Dans le cadre d'un emprunt, le prêteur, à savoir la banque, est tenu d'un devoir de mise en garde de l'acquéreur novice (non averti, n'ayant pas de connaissances particulières en la matière), dans le cas notamment où le prêt n’est pas adapté aux capacités financières de l’emprunteur et comporte un risque d’endettement.
En cas de manquement, l'organisme prêteur peut engager sa responsabilité.
Comme pour toute action en justice, l'action correspondante est soumise à un délai, que la cour de cassation a rappelé dans un arrêt du 11 mars 2023 (n° 21-20.260).
Dans cette affaire, les emprunteurs reprochaient à la cour d'appel d'avoir déclaré irrecevables comme prescrites leurs demandes fondées sur le manquement de la banque à son devoir de mise en garde, alors que, selon eux:
- l'action en responsabilité contre la banque pour manquement à son devoir de mise en garde se prescrit à compter de la réalisation du dommage ou de la date à laquelle il est révélé à la victime,
- le dommage résultant d'un manquement à l'obligation de mise en garde, consistant en la perte d'une chance de ne pas contracter, se manifeste dès la souscription du prêt, sauf à ce que l'emprunteur ait pu légitimement ignorer le dommage lors de cette souscription,
- dès lors, c'est à tort que la cour d'appel a considéré, pour déclarer prescrite les demandes fondées sur le manquement de la banque à son devoir de mise en garde,
qu'il ne pouvait être retenu que celle-ci était débitrice d'un nouveau devoir de mise en garde au titre de la suppression d'un taux plancher intervenue plus de sept et huit ans après la conclusion des prêts litigieux, et que le fait pour l'emprunteur de perdre son emploi en Suisse n'était pas de nature à générer un nouveau devoir de mise en garde à la charge du prêteur,
alors qu'il appartenait à l'organisme prêteur de mettre en garde les emprunteurs sur d'éventuels changements de politique de la Banque centrale suisse sur le taux plancher, ainsi que sur les conséquences de l'éventualité, également, d'un changement dans leur situation en cas d'absence de revenus en francs suisses, de sorte que ces événements étaient de nature à retarder le point de départ de la prescription.
La cour de cassation, se fondant sur les dispositions de l'article 2224 du code civil aux termes desquelles « les actions personnelles ou mobilières se prescrivent par cinq ans à compter du jour où le titulaire d'un droit a connu ou aurait dû connaître les faits lui permettant de l'exercer », a jugé que:
« Il résulte de ce texte que l'action en responsabilité de l'emprunteur non averti à l'encontre du prêteur au titre d'un manquement à son devoir de mise en garde se prescrit par cinq ans à compter du jour du premier incident de paiement, permettant à l'emprunteur d'appréhender l'existence et les conséquences éventuelles d'un tel manquement ».

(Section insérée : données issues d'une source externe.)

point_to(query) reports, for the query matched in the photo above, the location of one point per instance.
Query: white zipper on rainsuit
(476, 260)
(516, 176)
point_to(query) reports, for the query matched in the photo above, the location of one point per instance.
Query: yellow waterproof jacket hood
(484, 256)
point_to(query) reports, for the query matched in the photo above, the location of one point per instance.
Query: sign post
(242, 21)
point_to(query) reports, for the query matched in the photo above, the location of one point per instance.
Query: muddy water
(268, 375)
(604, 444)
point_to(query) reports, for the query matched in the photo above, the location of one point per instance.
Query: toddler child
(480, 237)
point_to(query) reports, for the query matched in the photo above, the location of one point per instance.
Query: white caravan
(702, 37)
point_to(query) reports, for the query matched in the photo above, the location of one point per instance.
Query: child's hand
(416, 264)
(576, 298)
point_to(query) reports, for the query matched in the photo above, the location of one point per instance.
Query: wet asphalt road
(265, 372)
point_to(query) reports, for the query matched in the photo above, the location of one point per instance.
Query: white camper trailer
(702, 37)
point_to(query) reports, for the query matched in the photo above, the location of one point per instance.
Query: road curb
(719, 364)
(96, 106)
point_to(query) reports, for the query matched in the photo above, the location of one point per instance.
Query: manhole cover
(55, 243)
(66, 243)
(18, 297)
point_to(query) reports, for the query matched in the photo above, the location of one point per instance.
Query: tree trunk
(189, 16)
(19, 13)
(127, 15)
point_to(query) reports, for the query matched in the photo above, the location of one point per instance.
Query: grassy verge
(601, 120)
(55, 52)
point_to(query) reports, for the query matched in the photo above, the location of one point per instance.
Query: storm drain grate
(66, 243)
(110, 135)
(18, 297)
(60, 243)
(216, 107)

Dès lors, elle a estimé que la cour d'appel,
en déclarant prescrite la demande de dommages-intérêts au motif selon elle que le dommage résultant d'un manquement au devoir de mise en garde se manifeste dès l'octroi du crédit et que la demande était donc prescrite en l'occurrence,
a violé les dispositions du code civil rappelées ci-avant et, par voie de conséquence, l'arrêt a été annulé en cassation.
Le princicipe a fait l'objet de décisions ultérieures.
Ainsi, par un arrêt du 8 novembre 2023 (n° 22-13.191), la cour de cassation a ainsi jugé, au visa des articles 2224 du code civil et l'article L. 110-4 du code de commerce que:
- Il résulte de la combinaison de ces textes que les obligations entre commerçants et non-commerçants se prescrivent par cinq ans à compter du jour où le titulaire d'un droit a connu ou aurait dû connaître les faits lui permettant de l'exercer.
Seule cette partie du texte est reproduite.